Tatsächlich entstand noch im gleichen Jahr der „Mechau-Projektor Modell III“, dem bis dahin einzigen mit optischem Ausgleich, der sich praktisch bewähren konnte.
Mit Einführung des Tonfilms gab Leitz die Fabrikation der Mechau-Projektoren im Herbst 1929 an die AEG Kinomaschinenfabrik in Berlin ab. Mechau schied deshalb bei Leitz aus und wurde Chefkonstrukteur bei der AEG. Dort schuf er einen Großbildprojektor mit optischem Spiegelausgleich. 1931 wurden seine Verdienste gewürdigt, indem man ihm die „Messter-Medaille“ der Deutschen Kinotechnischen Gesellschaft verlieh. Etwa 1932 stellte die AEG die Fabrikation seiner Projektoren ein. 1934 richtete der Leiter der Fernsehabteilung der Firma TELEFUNKEN, Prof: Schröter, Mechau ein Sonderlabor ein. Innerhalb nur eines Jahres und mit wenigen Mitarbeitern schuf er, basierend aus seinen Forschungsergebnissen zum optischen Ausgleich bei der Projektion, das erste betriebsfähige Muster des Linsenkranz-Fernsehabtasters, mit dem es möglich wurde, Kinofilme im Fernsehen zu zeigen. Ein Prototyp wurde zur Funkausstellung 1935 der Öffentlichkeit vorgestellt, und auf der Pariser Weltausstellung 1937 erhielt eine Fernseh-Gegensprechanlage mit eben diesem Linsenkranzabtaster den „Grand Prix“. Emil Mechau hatte schließlich wesentlichen Anteil an der Entwicklung vollelektronischer Fernsehkameras, wie sie 1936 erstmals bei den Olympischen Spielen in Berlin eingesetzt wurden. Eine Weiterentwicklung dieser Kamera stellte er 1939 vor. Sie war ursprünglich für den Einsatz bei den Olympischen Spielen in Helsinki vorgesehen, die 1940 stattfinden sollten. Obwohl die Spiele aufgrund des Krieges abgesagt wurden, fand die Reportage-Fernsehkamera (Mechau-Ikonoskop) dennoch Verwendung: 1942 richtete eine Gruppe von Fernsehtechnikern der Reichspost im damals von Deutschland besetzten Paris ein Fersehstudio ein. Bis April1944 wurden dort Fernsehsendungen produziert und ausgestrahlt.

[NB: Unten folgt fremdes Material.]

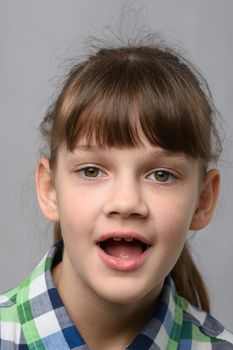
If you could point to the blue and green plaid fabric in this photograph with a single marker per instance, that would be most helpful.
(32, 316)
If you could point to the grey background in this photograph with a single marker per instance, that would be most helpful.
(36, 38)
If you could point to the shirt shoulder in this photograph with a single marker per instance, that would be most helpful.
(10, 327)
(202, 328)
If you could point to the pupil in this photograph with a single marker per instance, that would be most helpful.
(91, 172)
(161, 176)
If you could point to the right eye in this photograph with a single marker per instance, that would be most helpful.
(90, 172)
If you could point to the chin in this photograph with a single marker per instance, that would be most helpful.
(125, 295)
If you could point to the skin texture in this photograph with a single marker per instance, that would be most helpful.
(95, 191)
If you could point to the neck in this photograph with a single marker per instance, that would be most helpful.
(102, 324)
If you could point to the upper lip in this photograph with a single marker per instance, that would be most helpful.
(124, 234)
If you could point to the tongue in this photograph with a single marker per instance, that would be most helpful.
(123, 249)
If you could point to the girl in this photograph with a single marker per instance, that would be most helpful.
(130, 137)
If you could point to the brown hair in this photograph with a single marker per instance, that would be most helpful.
(112, 93)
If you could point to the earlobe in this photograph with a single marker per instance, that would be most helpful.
(45, 188)
(207, 200)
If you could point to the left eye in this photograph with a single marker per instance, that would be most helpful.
(90, 172)
(161, 176)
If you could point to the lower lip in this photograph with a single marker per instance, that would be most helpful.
(120, 264)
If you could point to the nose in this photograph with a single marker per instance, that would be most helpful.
(126, 200)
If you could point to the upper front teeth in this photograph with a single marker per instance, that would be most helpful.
(117, 239)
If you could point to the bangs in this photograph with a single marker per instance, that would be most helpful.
(113, 102)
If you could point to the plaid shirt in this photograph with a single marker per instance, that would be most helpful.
(32, 316)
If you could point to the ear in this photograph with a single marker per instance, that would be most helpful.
(207, 200)
(46, 192)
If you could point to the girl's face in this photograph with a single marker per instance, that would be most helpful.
(124, 215)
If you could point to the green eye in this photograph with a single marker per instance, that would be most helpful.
(161, 176)
(90, 172)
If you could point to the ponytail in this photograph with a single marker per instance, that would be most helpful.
(188, 281)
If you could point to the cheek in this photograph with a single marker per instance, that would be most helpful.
(173, 220)
(77, 212)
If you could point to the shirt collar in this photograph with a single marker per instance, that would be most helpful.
(45, 321)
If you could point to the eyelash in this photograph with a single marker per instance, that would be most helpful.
(160, 172)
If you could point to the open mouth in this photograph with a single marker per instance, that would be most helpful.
(123, 248)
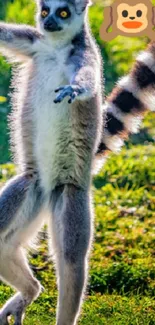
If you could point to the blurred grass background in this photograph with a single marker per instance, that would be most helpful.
(121, 286)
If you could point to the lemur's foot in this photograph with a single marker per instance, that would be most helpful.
(71, 91)
(14, 307)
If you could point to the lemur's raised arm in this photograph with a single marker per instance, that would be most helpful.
(130, 99)
(19, 39)
(82, 72)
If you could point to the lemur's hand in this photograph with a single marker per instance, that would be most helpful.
(71, 91)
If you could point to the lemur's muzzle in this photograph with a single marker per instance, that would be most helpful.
(51, 25)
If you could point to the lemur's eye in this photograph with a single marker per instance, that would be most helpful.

Während Mechau beruflich unerhört erfolgreich war, meinte es das Schicksal privat nicht sehr gut mit ihm. So musste er machtlos zusehen, wie sein einziges Kind, eine Tochter aus der 1907 in Jena geschlossenen Ehe, nur neunjährig an den Folgen einer Fleischvergiftung starb. Seine Frau verlor er 1932 nach jahrelangem Leiden, und sein einziger Bruder kam bei einem Luftangriff auf Jena ums Leben. Am 11. Juli 1936 schloss er die Ehe mit der Wirtschafterin Walli Heinisch in Berlin. Gegen Ende des Zweiten Weltkriegs brachte er seine Frau und seine beiden Kinder in Koßdorf bei Berlin unter. Am 28 Juni 1945 wurde er in ein Gehöft gerufen, um eine Eierhandgranate zu beseitigen. Es ist unerklärlich geblieben, warum er den Versuch machte, einen gefährlichen Fund zu entschärfen, den er mit dem Leben bezahlen musste. Am 1. Juli, dem 7. Geburtstag seines Sohnes Ernst, wurde Mechau auf dem Dorffriedhof in Koßdorf bestattet.